“I thought I would cry,” Frankie Dettori said here on Saturday after bringing down the curtain on his extraordinary career in Britain – for this year, at least – with a preposterous, last-to-first flourish on King Of Steel in the Champion Stakes that completed a 39-1 double on the day. “But I’m too happy to cry, to be honest. I didn’t expect it, it’s fantastic. What a day.”
Win or lose, this was always going to be Dettori’s afternoon, but in the end, he made sure that it was his from start to finish.
Having taken the opening stayers’ event with a beautifully judged ride on Trawlerman, he was touched off by Art Power, a 40-1 shot, aboard Kinross in the Champions Sprint. But there was no denying Dettori a second winner in the £1.3m feature event, as he brought King Of Steel with a powerful run up the outside to reel in Via Sistina and Oisin Murphy and cross the line three-quarters of a length in front.
The reception for Trawlerman was heartfelt, but for King Of Steel the 30,000-strong crowd raised the volume again, chanting Dettori’s name as if he were a centre-forward who had just scored a last-minute winner. “For the first race, it was mad,” he said. “This was another level to be honest, even with the Royal Ascot win [in the Gold Cup in June].
“It was incredible, everybody was cheering for me, they souped it up to be my last race so they were all up for it, and I couldn’t have wrote it better myself.
“That was special, ‘Oh, Frankie Dettori’, that’s one thing I’ll miss. I can’t take that to America [where Dettori will extend his riding career] unfortunately. I’m fairly new over there, but from the beginning of the season, it’s been tremendous. I wanted to finish at the top and you can’t get any more top than this, so I’m very proud.”
King Of Steel’s win may or may not prove to be Dettori’s final Group One victory in Britain, 33 years after he broke his duck at the highest level on Markofdistinction in the Queen Elizabeth II Stakes.
But it was definitely the first Group One success both for King Of Steel, the runner-up in the Derby in June, and his owner, Kia Joorabchian, one of the football world’s most high-profile agents.
“I had the same, surreal moment when I won my first Group One with Markofdistinction, everything went dark,” Dettori said. “I know it’s quite dark anyway, but the euphoria, feeling this can’t be right, this is not real life, this is perhaps some dream. But then I realised that it did happen and I felt numb really, it’s just very hard to explain.
“I struggled from the beginning of the race. I couldn’t really get King Of Steel to travel, he was stumbling, and then he started to come good. Then I got behind Mickaël [Barzalona on Horizon Dore], who I thought was the horse to beat.

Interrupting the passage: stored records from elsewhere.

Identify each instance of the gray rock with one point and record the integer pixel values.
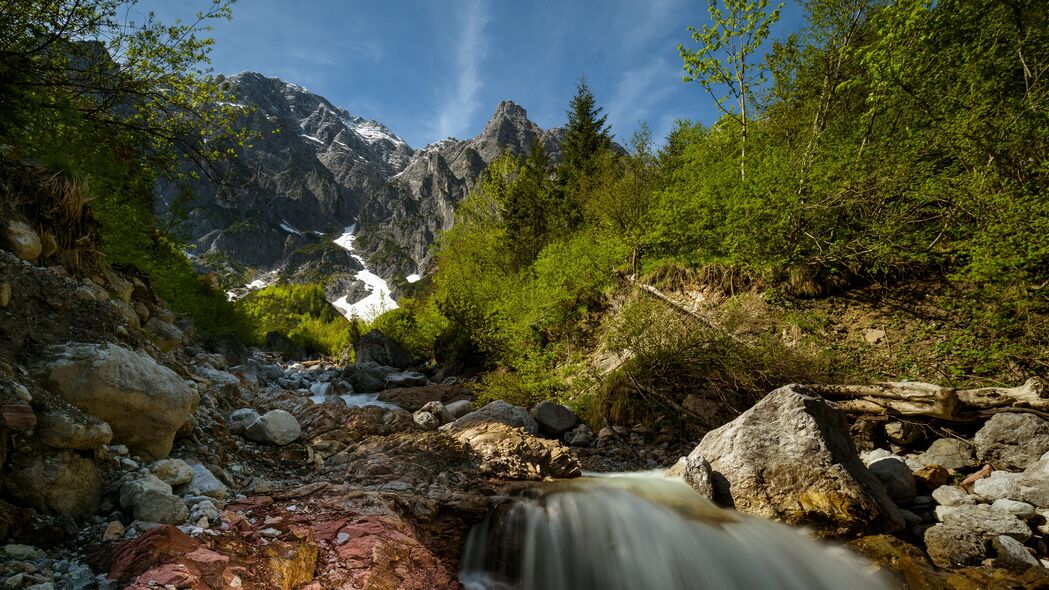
(580, 436)
(1012, 441)
(553, 418)
(277, 427)
(953, 496)
(501, 413)
(241, 419)
(172, 471)
(21, 239)
(790, 457)
(951, 454)
(951, 546)
(205, 483)
(439, 411)
(405, 379)
(458, 408)
(425, 420)
(1012, 555)
(897, 478)
(59, 482)
(69, 428)
(143, 402)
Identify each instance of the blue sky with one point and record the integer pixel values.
(430, 69)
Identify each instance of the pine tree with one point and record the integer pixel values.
(585, 137)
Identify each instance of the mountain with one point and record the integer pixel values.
(322, 195)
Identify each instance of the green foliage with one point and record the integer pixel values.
(302, 313)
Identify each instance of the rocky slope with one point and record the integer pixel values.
(313, 172)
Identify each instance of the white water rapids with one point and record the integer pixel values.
(645, 531)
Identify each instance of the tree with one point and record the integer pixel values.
(739, 32)
(586, 134)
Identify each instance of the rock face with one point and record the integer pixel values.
(1012, 441)
(277, 427)
(143, 402)
(501, 413)
(790, 458)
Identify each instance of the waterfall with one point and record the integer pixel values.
(645, 532)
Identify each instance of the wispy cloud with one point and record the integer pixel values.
(457, 111)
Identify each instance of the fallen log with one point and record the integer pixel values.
(905, 398)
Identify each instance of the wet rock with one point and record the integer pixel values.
(553, 418)
(951, 454)
(69, 428)
(376, 346)
(276, 427)
(241, 419)
(172, 471)
(511, 452)
(143, 402)
(1012, 555)
(55, 482)
(1012, 441)
(501, 413)
(21, 239)
(897, 478)
(790, 457)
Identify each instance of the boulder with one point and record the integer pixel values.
(511, 452)
(70, 428)
(553, 418)
(501, 413)
(951, 454)
(1012, 441)
(376, 346)
(21, 239)
(897, 478)
(143, 402)
(790, 458)
(241, 419)
(277, 427)
(59, 482)
(172, 471)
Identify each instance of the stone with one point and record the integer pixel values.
(205, 483)
(376, 346)
(143, 402)
(440, 412)
(458, 408)
(580, 436)
(553, 418)
(498, 412)
(790, 457)
(950, 454)
(425, 420)
(21, 239)
(895, 475)
(56, 482)
(511, 452)
(983, 520)
(405, 379)
(167, 336)
(951, 546)
(241, 419)
(1012, 555)
(172, 471)
(276, 427)
(69, 428)
(1021, 509)
(1012, 441)
(953, 496)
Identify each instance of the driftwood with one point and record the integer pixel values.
(938, 402)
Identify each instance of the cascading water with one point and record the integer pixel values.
(645, 532)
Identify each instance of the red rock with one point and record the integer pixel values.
(18, 417)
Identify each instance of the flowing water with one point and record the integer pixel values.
(645, 531)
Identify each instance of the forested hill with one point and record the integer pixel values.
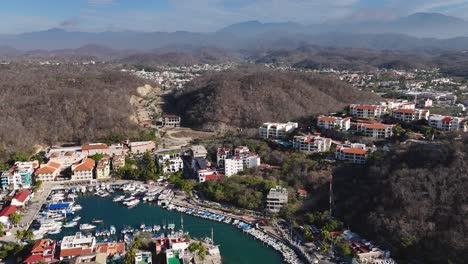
(414, 198)
(246, 97)
(49, 104)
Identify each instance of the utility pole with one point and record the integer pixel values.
(331, 195)
(212, 237)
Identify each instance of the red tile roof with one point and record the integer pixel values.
(94, 146)
(22, 195)
(86, 165)
(405, 111)
(355, 151)
(327, 118)
(364, 107)
(7, 211)
(70, 252)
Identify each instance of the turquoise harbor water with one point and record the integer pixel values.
(235, 246)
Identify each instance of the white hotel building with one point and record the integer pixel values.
(408, 115)
(331, 122)
(448, 123)
(277, 130)
(312, 143)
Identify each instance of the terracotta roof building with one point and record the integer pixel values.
(83, 170)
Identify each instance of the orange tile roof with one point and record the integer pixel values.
(363, 107)
(375, 126)
(405, 111)
(45, 170)
(355, 151)
(94, 146)
(70, 252)
(87, 164)
(54, 164)
(327, 118)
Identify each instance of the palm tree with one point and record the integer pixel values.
(19, 234)
(28, 234)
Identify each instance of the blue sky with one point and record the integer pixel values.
(202, 15)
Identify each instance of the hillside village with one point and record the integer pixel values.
(350, 136)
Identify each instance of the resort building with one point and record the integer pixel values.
(103, 168)
(198, 151)
(141, 147)
(6, 212)
(92, 258)
(399, 104)
(277, 198)
(312, 143)
(408, 115)
(48, 172)
(366, 111)
(376, 130)
(43, 251)
(83, 171)
(233, 166)
(118, 161)
(110, 248)
(21, 198)
(448, 123)
(165, 198)
(277, 130)
(353, 153)
(331, 122)
(143, 258)
(65, 156)
(19, 175)
(168, 120)
(235, 160)
(76, 245)
(171, 162)
(209, 175)
(221, 155)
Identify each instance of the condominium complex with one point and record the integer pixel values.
(376, 130)
(277, 198)
(312, 143)
(48, 172)
(353, 153)
(103, 168)
(19, 175)
(83, 170)
(277, 130)
(331, 122)
(170, 162)
(408, 115)
(366, 111)
(448, 123)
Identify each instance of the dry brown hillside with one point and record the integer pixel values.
(249, 96)
(50, 104)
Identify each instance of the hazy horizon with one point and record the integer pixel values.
(204, 15)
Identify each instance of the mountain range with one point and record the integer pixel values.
(420, 31)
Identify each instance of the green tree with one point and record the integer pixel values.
(97, 157)
(14, 218)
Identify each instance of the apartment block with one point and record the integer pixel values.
(277, 198)
(277, 130)
(331, 122)
(376, 130)
(448, 123)
(353, 153)
(367, 111)
(103, 168)
(312, 143)
(408, 115)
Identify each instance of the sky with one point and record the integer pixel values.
(20, 16)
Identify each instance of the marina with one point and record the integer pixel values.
(119, 222)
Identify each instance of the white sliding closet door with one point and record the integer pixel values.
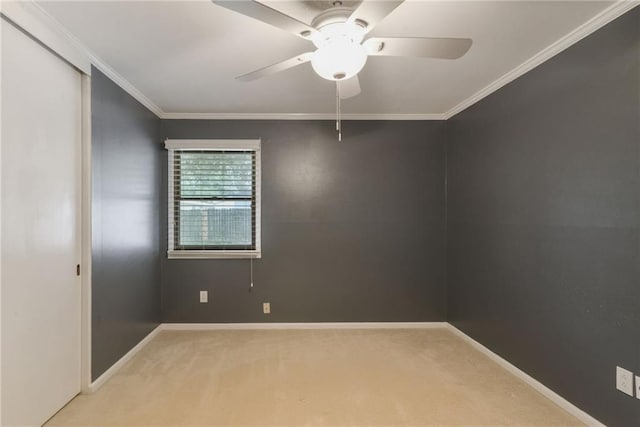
(41, 155)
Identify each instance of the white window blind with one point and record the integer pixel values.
(214, 198)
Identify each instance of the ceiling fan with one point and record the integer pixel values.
(338, 34)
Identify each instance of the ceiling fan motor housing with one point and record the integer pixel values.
(340, 54)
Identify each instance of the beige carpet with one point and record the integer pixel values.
(392, 377)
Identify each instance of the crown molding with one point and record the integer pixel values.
(47, 23)
(295, 116)
(609, 14)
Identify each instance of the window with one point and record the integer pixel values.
(214, 198)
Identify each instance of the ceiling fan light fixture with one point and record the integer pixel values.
(339, 60)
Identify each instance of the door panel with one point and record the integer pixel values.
(41, 154)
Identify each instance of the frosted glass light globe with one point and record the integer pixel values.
(339, 59)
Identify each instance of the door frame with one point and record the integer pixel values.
(41, 27)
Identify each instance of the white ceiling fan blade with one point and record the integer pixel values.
(443, 48)
(269, 16)
(349, 88)
(275, 68)
(371, 12)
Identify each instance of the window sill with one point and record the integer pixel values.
(213, 254)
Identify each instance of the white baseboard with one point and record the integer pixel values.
(99, 382)
(535, 384)
(317, 325)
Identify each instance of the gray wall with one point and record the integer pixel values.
(351, 230)
(126, 223)
(543, 214)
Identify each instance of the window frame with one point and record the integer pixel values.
(173, 145)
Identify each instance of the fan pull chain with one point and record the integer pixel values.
(251, 285)
(337, 105)
(339, 112)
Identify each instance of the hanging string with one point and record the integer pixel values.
(251, 268)
(338, 112)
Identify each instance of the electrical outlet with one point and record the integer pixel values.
(204, 296)
(624, 380)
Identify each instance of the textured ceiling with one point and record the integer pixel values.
(183, 55)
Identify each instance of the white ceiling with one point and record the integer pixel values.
(183, 55)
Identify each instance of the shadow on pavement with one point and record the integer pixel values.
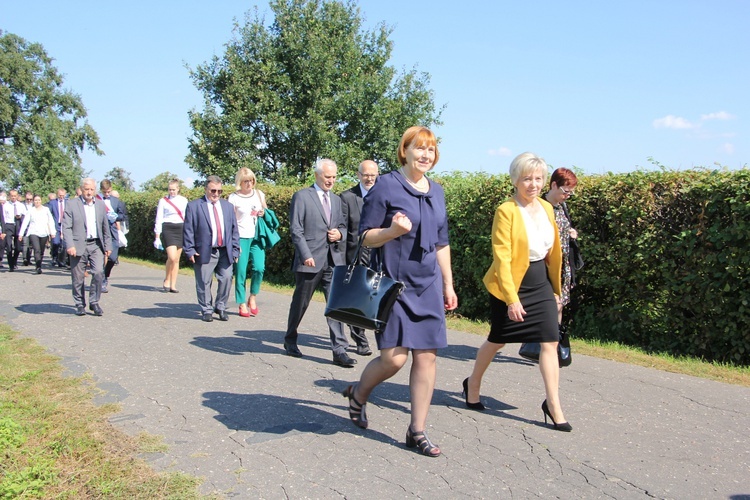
(165, 310)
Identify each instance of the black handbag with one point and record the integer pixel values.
(531, 350)
(360, 296)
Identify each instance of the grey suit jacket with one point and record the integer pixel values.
(309, 229)
(74, 225)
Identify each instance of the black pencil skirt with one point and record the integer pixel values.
(171, 234)
(538, 300)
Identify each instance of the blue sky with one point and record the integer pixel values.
(601, 86)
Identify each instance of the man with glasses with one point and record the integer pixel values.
(212, 243)
(352, 201)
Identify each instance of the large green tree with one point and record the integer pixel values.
(161, 182)
(120, 179)
(43, 127)
(312, 84)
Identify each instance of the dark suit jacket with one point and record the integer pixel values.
(197, 230)
(74, 225)
(351, 206)
(308, 228)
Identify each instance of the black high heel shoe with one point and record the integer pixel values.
(472, 406)
(420, 440)
(356, 413)
(562, 426)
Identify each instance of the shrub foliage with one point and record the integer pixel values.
(666, 266)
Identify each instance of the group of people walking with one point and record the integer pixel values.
(402, 213)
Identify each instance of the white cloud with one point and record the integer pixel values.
(501, 151)
(671, 121)
(721, 115)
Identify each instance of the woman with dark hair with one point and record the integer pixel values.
(562, 185)
(524, 284)
(405, 214)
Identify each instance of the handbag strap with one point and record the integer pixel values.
(373, 251)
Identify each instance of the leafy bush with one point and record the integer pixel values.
(665, 268)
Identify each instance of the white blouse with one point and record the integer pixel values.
(539, 232)
(39, 222)
(165, 212)
(246, 207)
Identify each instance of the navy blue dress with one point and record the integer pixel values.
(418, 317)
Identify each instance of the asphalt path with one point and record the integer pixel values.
(252, 422)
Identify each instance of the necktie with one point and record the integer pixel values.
(219, 239)
(327, 207)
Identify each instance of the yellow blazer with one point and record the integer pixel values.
(510, 253)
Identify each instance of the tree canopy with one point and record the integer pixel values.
(120, 179)
(312, 84)
(43, 127)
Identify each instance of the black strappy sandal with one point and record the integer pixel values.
(420, 440)
(356, 409)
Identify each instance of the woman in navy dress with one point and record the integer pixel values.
(405, 214)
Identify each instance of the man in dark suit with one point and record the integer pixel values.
(57, 208)
(318, 232)
(212, 243)
(86, 232)
(351, 205)
(115, 215)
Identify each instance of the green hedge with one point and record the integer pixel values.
(665, 267)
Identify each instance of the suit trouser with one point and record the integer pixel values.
(93, 256)
(112, 260)
(12, 246)
(38, 243)
(220, 265)
(306, 283)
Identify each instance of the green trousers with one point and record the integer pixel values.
(254, 256)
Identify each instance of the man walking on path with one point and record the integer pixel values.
(352, 201)
(86, 232)
(212, 244)
(317, 227)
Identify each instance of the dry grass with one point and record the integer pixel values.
(625, 354)
(55, 443)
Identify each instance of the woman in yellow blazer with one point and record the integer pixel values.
(524, 284)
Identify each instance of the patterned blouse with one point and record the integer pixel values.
(563, 224)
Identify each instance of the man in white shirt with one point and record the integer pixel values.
(352, 201)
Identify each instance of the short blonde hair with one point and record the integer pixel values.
(243, 174)
(526, 163)
(417, 136)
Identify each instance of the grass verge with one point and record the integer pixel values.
(55, 443)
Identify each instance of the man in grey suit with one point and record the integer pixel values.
(351, 205)
(317, 227)
(211, 242)
(86, 233)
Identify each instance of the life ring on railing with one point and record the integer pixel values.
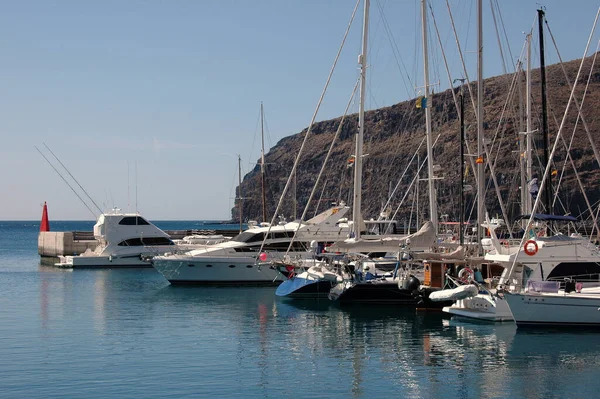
(466, 274)
(530, 251)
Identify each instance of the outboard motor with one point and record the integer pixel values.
(413, 283)
(569, 285)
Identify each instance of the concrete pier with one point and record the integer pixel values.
(52, 244)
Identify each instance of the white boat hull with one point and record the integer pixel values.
(214, 270)
(481, 307)
(557, 309)
(104, 262)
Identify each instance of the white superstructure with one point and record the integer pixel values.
(236, 261)
(124, 240)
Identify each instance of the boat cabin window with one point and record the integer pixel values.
(139, 241)
(582, 271)
(133, 221)
(259, 237)
(249, 237)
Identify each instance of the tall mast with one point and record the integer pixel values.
(262, 164)
(356, 204)
(480, 163)
(548, 186)
(430, 180)
(462, 165)
(240, 198)
(528, 158)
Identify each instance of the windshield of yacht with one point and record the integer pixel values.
(248, 236)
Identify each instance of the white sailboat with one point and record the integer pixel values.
(124, 240)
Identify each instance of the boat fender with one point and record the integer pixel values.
(413, 283)
(466, 274)
(530, 250)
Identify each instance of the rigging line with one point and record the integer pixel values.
(65, 180)
(568, 149)
(551, 156)
(418, 172)
(462, 60)
(293, 171)
(403, 174)
(451, 81)
(585, 125)
(491, 166)
(331, 147)
(395, 51)
(321, 196)
(498, 37)
(503, 29)
(72, 177)
(254, 140)
(466, 77)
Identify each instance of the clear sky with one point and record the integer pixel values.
(174, 88)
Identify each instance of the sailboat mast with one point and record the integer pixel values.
(462, 165)
(356, 204)
(240, 198)
(430, 180)
(480, 163)
(528, 159)
(262, 164)
(548, 188)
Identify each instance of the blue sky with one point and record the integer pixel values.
(173, 88)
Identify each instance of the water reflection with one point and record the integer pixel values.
(262, 342)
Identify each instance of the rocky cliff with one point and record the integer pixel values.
(395, 135)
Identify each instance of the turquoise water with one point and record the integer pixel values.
(129, 334)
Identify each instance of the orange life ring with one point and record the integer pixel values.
(529, 251)
(466, 274)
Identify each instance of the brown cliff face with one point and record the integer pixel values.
(393, 135)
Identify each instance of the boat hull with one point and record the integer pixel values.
(303, 288)
(214, 271)
(388, 292)
(481, 307)
(556, 309)
(104, 262)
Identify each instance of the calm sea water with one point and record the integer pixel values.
(129, 334)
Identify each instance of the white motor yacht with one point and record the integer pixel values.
(540, 262)
(235, 262)
(124, 240)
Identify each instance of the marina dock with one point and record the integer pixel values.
(52, 244)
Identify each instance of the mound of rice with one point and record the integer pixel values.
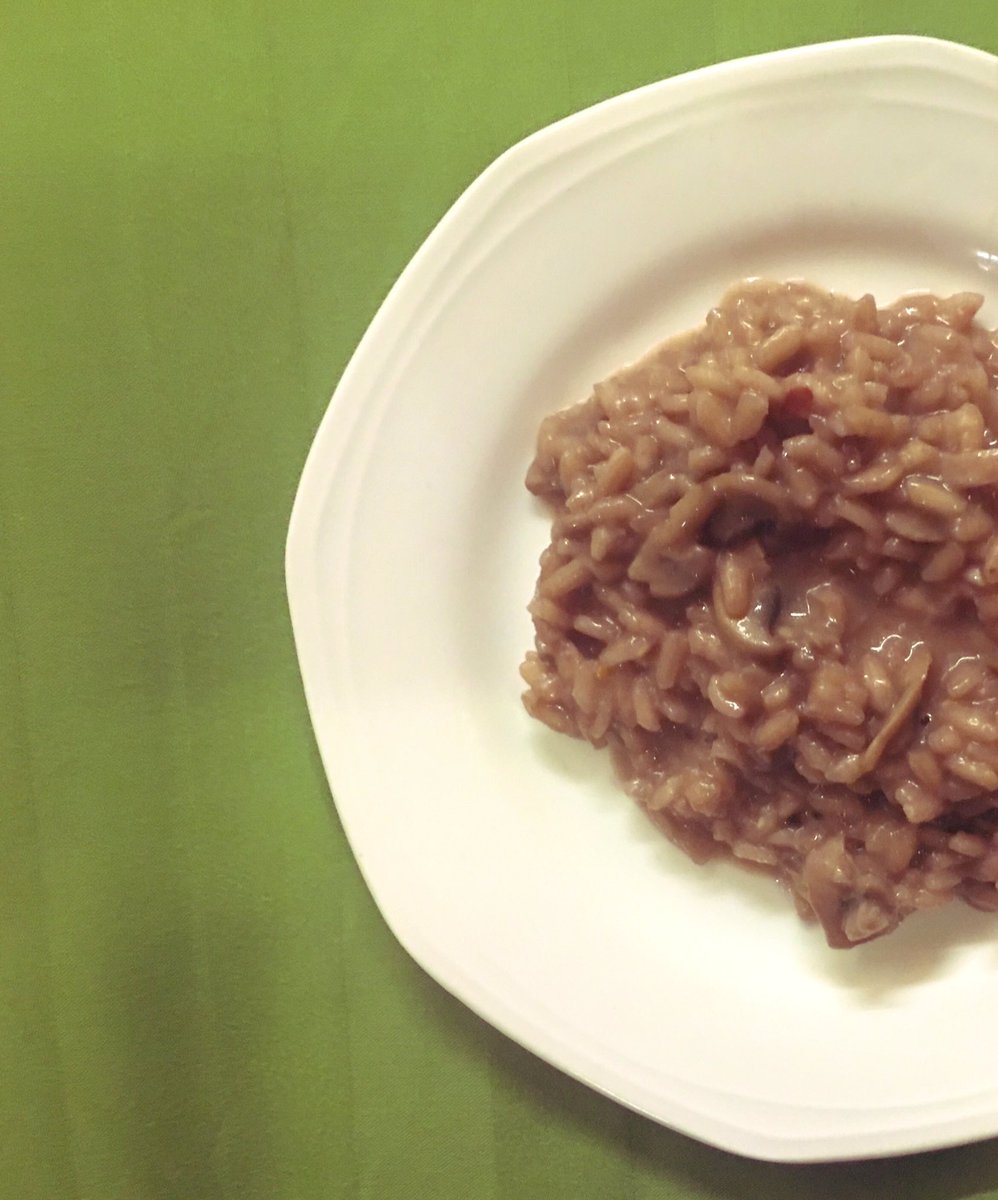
(771, 591)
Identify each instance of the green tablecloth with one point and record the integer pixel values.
(200, 207)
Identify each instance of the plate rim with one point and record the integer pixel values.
(962, 61)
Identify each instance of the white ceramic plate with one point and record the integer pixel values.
(504, 857)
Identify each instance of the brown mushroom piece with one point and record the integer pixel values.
(671, 571)
(752, 631)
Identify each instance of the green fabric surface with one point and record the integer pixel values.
(202, 205)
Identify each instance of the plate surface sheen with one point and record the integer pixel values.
(504, 857)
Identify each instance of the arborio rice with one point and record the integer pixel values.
(771, 589)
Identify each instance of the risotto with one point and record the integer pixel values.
(771, 591)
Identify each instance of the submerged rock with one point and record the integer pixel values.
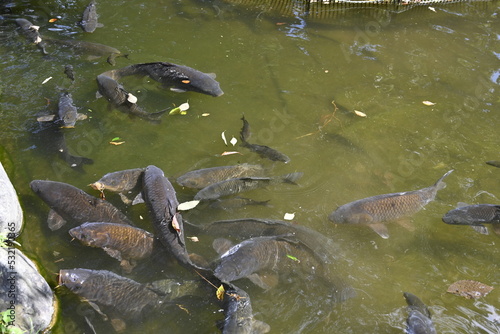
(25, 295)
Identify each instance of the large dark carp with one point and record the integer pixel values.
(123, 100)
(180, 78)
(31, 32)
(238, 314)
(127, 183)
(241, 184)
(72, 204)
(475, 216)
(89, 18)
(419, 318)
(375, 210)
(117, 297)
(67, 114)
(264, 151)
(160, 197)
(202, 178)
(125, 243)
(264, 259)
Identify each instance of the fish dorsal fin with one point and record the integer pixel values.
(178, 90)
(480, 229)
(380, 229)
(55, 221)
(221, 245)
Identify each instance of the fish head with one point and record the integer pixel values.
(189, 79)
(74, 279)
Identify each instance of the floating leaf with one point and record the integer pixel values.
(224, 137)
(220, 292)
(187, 205)
(469, 289)
(230, 153)
(175, 225)
(359, 113)
(46, 80)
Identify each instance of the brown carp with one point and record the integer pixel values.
(113, 296)
(122, 100)
(89, 18)
(127, 183)
(375, 210)
(475, 216)
(73, 204)
(180, 78)
(419, 318)
(125, 243)
(238, 313)
(262, 150)
(241, 184)
(31, 32)
(67, 114)
(160, 197)
(202, 178)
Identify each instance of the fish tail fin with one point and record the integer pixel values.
(291, 178)
(440, 183)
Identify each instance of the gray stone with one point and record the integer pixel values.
(11, 214)
(24, 293)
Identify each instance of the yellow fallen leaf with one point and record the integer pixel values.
(220, 292)
(359, 113)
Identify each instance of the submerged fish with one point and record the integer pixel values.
(125, 243)
(202, 178)
(160, 197)
(419, 318)
(93, 50)
(69, 71)
(51, 138)
(180, 78)
(469, 289)
(241, 184)
(73, 204)
(67, 114)
(238, 314)
(31, 32)
(123, 100)
(375, 210)
(124, 182)
(476, 216)
(114, 296)
(262, 150)
(89, 18)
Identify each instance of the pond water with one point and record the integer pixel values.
(298, 80)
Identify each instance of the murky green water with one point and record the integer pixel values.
(282, 73)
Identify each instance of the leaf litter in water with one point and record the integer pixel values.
(469, 289)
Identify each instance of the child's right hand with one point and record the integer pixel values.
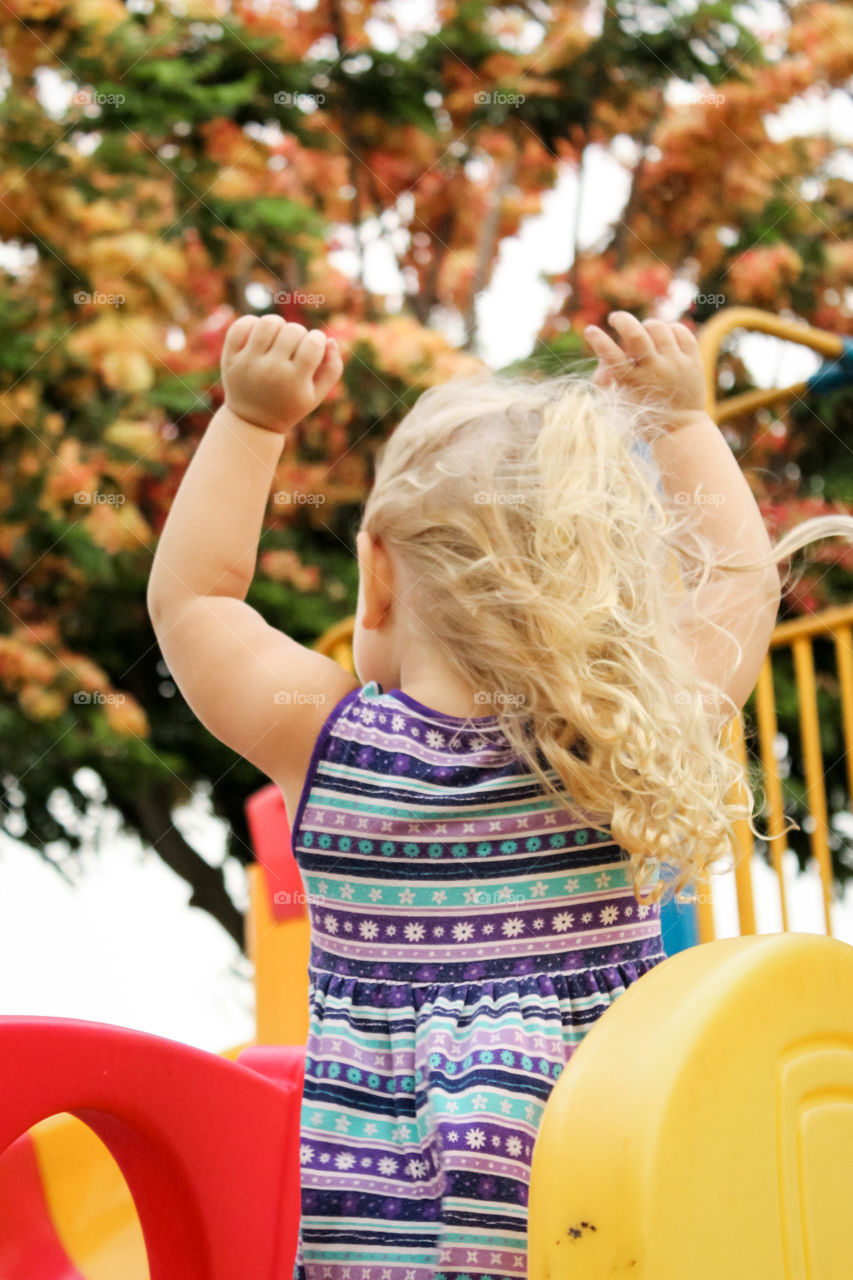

“Then I thought, ‘Oisin is going pretty good’, so I got on his tail. When they kicked, they left me a little bit, but King Of Steel just found a second wind, dug deep, the crowd got behind me and we got him over the line.”
Joorabchian has been waiting a considerable time for his first Group One success given the kind of sums he has invested in bloodstock in recent seasons, and could yet be tempted to give Roger Varian’s colt one more start, in the Breeders’ Cup Turf at Santa Anita in a fortnight’s time, before he heads off to winter quarters.
“I’m so emotional, Frankie is the king of Ascot,” Joorabchian said. “Why is he retiring? What a ride. He deserved this more than anything in the world.
“This guy King Of Steel deserves it too, he’s come second in the Derby and we’ve put him in some really tough tests and he’s come through.”
Dettori’s win on King Of Steel was his ninth at the highest level in 2023, and his 289th career victory at Group One or Grade One level.
It was also notable as King Of Steel was the only one of the day’s six winners to come from off the pace.
The remaining five, including Big Rock, the runaway winner of the Queen Elizabeth II Stakes, were all on or near the pace from the off. But then, King Of Steel’s rider has always done things his own way, and 33 years on from his first Group One success, the Dettori effect remains as irresistible as ever.